We’ll start off by saying no, accidental discharges and negligent discharges are not interchangeable and do not mean the same thing. But they both can happen. I’ve seen the term accidental discharge used by the media and firearm owners when they should have used the term negligent discharge.
Let’s take a look at the definitions of both:
- Accidental: happening by chance, unintentionally, or unexpectedly.
- Negligent: failing to take proper care in doing something.
As you can see, they each mean something entirely different. And many people will say that there are no such things as an accidental discharge and that all accidental discharges are actually negligent discharges.
I’ll agree that most of the time I see or hear someone talking about an accidental discharge, they should be calling it a negligent discharge. Whatever the case is, usually there is something that the operator has done or not done that caused the firearm to discharge. Most of the time it is caused by them not following the fundamental rules of gun safety be it the NRA’s Three Safety Rules or some of the other gun safety rules.
I ran across this video the other day which got me thinking about writing this article. In the video below, the shooter loads a magazine racks the slide and when the slide drops forward the firearm discharges. I would have to categorize this as an accidental discharge. Although, you can argue that it is still a negligent discharge because he made some modifications to his pistol before the incident.
But there were some things he actually did correctly such as keeping the gun pointed downrange in a safe direction. He also froze after the firearm went off, didn’t panic and waiting for the range officer before doing anything.
I also want to add an example of an incident that is clearly a negligent discharge. I’m sure by now you’ve seen and heard of the dancing FBI agent that does a backflip which caused his firearm to drop out of his holster. He scrambles to pick it up, pulls the trigger and shoots a man in the leg.

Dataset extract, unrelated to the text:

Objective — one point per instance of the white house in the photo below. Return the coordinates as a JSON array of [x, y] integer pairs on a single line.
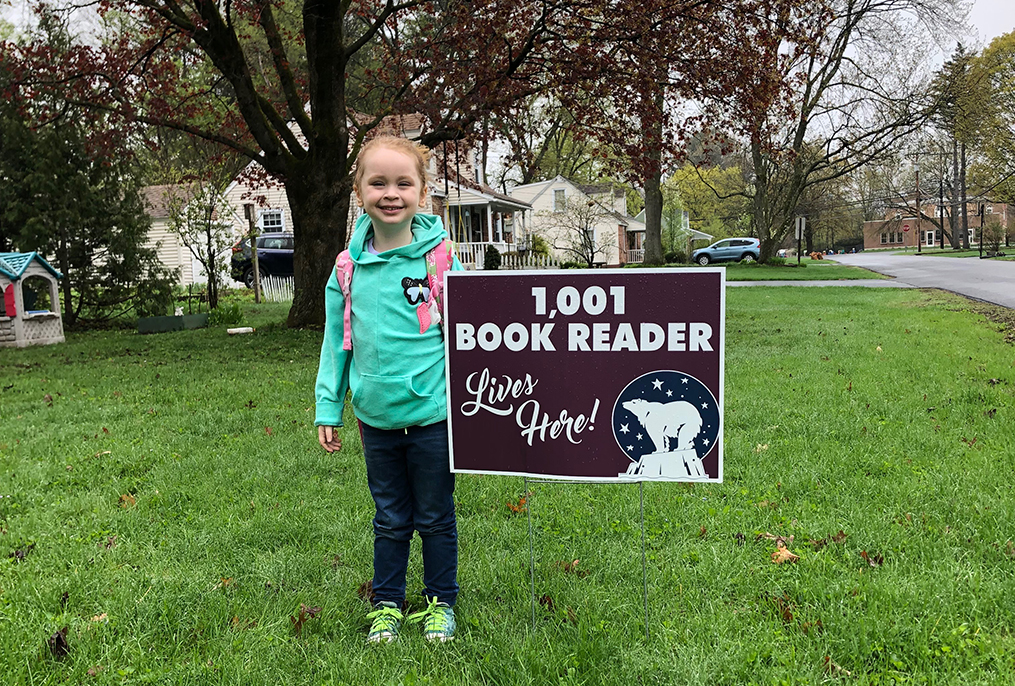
[[612, 230]]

This is a clear example of a negligent discharge, but if you do a quick Google or Youtube search, you will find nearly all of the reporting on it calling it an accidental discharge or that he accidentally shot someone. This was not an accident. This was negligence. Obviously, the holster did not have enough retention to hold the pistol in place which is one mistake. I would also have to say that if you are carrying a firearm, you should probably not be doing backflips in a nightclub but to each his own. And if a gun falls out of your holster or you drop a weapon, never try to catch it while it is falling and when you pick it up KEEP YOUR FINGER OFF THE TRIGGER!